Tuesday, February 14, 2012

This has everything to do with being a wife and mother.


"What is the essence of the cross that each Christian must of necessity carry willingly, even joyfully?
Jesus defines it for us with all its flesh-piercing splinters and slivers.  He defines it in such a way that there could never be a time when an aware Christian would be unaware of his need for the compassionate Christ, who gives rest to the weary and refreshes the burdened.  
The essence of the cross in every stage of life and in every changing circumstance is this:  

Self denial.

He tells us, 'If anyone would come after me, he must deny himself and take up his cross and follow me.' (Mark 8:34)

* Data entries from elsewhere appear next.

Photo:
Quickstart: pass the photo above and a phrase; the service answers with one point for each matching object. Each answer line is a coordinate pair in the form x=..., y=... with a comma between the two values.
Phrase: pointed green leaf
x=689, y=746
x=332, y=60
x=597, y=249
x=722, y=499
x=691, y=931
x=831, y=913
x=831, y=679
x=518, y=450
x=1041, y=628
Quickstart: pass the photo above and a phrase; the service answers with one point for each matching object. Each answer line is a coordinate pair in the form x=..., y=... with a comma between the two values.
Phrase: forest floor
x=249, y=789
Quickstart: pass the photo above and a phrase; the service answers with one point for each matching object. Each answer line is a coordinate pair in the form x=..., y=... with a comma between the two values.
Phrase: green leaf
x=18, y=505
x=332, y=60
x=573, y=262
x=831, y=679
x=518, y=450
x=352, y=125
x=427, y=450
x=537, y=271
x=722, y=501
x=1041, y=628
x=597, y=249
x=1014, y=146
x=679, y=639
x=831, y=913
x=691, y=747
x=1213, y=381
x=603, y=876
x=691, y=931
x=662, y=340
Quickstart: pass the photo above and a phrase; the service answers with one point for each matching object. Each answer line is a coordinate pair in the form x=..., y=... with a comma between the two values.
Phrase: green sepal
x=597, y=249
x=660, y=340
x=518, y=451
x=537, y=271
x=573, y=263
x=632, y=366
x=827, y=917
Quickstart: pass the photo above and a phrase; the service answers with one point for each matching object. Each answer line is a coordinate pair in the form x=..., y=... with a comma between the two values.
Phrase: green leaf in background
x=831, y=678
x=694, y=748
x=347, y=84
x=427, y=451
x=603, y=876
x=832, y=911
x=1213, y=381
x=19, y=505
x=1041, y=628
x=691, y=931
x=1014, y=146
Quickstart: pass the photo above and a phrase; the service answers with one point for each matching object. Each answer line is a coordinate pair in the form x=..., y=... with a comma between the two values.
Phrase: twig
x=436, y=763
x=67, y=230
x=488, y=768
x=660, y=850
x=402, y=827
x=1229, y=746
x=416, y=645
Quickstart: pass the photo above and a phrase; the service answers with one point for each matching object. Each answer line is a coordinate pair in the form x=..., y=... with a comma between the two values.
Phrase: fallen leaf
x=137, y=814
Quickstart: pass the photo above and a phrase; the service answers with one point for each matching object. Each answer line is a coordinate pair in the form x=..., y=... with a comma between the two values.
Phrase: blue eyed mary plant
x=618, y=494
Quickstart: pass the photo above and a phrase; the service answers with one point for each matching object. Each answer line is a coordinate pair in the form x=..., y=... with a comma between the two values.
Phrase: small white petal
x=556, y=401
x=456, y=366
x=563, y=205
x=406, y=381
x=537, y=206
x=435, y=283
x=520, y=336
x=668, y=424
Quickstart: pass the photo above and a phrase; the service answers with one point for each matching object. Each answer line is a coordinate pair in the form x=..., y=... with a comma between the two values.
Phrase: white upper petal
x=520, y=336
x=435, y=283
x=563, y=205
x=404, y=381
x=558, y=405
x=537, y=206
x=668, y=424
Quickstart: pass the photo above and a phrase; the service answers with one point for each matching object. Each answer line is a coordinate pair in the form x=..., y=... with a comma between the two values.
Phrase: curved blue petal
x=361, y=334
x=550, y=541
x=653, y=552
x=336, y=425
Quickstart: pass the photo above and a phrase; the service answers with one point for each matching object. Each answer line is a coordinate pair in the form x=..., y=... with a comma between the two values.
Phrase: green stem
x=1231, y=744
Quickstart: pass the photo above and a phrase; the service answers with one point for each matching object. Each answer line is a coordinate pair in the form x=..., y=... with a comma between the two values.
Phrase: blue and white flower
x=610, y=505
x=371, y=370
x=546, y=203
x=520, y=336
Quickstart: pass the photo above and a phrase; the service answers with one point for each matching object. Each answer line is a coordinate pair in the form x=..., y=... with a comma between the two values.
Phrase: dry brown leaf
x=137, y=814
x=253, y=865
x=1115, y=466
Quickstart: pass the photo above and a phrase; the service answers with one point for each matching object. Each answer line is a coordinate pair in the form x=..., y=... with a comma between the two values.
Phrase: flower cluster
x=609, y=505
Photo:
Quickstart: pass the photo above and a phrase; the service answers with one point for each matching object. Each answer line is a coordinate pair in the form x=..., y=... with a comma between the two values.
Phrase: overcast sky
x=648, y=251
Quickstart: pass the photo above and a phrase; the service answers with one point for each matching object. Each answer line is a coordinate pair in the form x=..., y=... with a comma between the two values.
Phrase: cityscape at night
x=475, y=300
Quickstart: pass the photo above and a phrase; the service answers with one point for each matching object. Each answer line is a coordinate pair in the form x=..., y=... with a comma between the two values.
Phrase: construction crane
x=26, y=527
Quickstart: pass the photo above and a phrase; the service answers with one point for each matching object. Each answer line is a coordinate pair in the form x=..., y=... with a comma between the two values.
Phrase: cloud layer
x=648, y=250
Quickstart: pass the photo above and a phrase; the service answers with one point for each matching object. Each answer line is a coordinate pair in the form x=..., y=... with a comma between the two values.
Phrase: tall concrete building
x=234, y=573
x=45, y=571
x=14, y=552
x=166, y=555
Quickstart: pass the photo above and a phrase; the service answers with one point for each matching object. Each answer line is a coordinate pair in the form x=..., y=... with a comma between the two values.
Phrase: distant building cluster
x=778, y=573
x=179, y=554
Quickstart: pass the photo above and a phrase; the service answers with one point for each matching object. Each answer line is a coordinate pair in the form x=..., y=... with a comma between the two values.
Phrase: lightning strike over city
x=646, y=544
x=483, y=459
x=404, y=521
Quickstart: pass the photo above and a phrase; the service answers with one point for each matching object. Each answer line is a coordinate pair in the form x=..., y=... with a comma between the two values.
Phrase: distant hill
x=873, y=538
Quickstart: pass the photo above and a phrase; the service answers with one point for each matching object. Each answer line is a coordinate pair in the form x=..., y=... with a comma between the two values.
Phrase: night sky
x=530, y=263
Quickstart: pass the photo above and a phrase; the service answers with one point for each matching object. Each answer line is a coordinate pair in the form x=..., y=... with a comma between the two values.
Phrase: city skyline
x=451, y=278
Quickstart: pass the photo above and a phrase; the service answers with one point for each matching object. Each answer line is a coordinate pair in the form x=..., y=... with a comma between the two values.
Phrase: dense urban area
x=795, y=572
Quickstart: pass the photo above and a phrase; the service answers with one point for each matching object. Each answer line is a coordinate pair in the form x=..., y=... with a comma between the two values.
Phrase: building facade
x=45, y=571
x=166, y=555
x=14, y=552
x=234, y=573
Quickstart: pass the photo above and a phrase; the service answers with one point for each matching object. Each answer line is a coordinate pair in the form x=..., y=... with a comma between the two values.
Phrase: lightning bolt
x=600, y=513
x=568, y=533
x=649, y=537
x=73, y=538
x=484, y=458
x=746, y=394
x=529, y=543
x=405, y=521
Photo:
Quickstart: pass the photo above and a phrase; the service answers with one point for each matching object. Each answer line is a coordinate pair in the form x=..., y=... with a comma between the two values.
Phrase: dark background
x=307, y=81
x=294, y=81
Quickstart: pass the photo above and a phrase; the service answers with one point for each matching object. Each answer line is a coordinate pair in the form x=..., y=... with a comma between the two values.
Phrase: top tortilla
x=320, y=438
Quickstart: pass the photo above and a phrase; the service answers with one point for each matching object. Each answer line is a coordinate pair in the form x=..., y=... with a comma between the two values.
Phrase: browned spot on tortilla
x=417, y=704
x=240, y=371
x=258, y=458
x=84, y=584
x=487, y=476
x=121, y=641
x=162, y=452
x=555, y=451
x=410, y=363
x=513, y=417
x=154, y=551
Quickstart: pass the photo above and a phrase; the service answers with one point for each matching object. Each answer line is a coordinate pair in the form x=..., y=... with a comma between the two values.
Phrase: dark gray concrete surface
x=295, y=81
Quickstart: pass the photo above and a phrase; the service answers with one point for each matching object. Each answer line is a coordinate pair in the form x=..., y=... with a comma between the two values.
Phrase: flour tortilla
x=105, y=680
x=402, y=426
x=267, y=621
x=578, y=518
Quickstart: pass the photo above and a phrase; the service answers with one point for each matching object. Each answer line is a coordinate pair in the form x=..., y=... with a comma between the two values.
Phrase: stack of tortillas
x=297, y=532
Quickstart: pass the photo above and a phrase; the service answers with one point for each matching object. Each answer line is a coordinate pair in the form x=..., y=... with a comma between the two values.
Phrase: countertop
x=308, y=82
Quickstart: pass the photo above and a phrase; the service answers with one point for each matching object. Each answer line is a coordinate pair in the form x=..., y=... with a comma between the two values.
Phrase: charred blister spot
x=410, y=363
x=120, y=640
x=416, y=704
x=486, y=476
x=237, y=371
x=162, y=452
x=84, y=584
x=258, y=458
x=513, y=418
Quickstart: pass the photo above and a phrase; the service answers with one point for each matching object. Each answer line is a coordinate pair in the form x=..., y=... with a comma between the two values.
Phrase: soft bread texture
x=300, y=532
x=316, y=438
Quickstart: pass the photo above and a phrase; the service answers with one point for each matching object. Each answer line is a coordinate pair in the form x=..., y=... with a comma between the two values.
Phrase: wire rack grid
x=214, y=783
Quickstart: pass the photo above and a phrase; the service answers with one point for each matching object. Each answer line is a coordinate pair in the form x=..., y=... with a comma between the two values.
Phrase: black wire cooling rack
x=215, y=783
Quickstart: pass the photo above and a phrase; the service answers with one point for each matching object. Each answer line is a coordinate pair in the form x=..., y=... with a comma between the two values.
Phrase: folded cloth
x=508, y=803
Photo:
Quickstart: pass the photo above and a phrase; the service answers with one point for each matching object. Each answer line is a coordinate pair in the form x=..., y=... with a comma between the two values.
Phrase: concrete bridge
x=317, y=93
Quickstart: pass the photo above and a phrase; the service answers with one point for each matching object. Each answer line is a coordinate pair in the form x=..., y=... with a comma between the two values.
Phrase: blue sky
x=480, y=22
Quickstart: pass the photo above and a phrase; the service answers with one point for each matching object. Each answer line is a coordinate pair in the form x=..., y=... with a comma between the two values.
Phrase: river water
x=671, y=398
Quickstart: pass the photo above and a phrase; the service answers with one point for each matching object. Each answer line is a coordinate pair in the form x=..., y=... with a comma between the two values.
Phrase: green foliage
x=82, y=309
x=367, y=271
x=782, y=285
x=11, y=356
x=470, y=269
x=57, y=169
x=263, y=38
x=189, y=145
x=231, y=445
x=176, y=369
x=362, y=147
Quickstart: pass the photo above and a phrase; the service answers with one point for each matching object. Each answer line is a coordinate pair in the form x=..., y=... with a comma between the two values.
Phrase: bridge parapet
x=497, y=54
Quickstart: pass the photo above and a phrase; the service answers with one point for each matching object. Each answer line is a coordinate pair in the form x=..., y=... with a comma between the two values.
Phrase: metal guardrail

Again, with what mastery Jesus sums up the whole matter in Mark 8! 
Self denial will always be difficult, will always be a struggle.
Hence, to undertake such is to take up a heavy, flesh-ripping backbreaking cross.
For what is it that everyone wants by nature?
What is it that is at the very heart and core of each one of us?
Each wants to save his life and not lose it.  And to fallen man the essence of saving life is not 
merely the continuance of bodily functions.  It is rather that one's own will be done.
To do the will of another or to have one's own will denied is to lose life."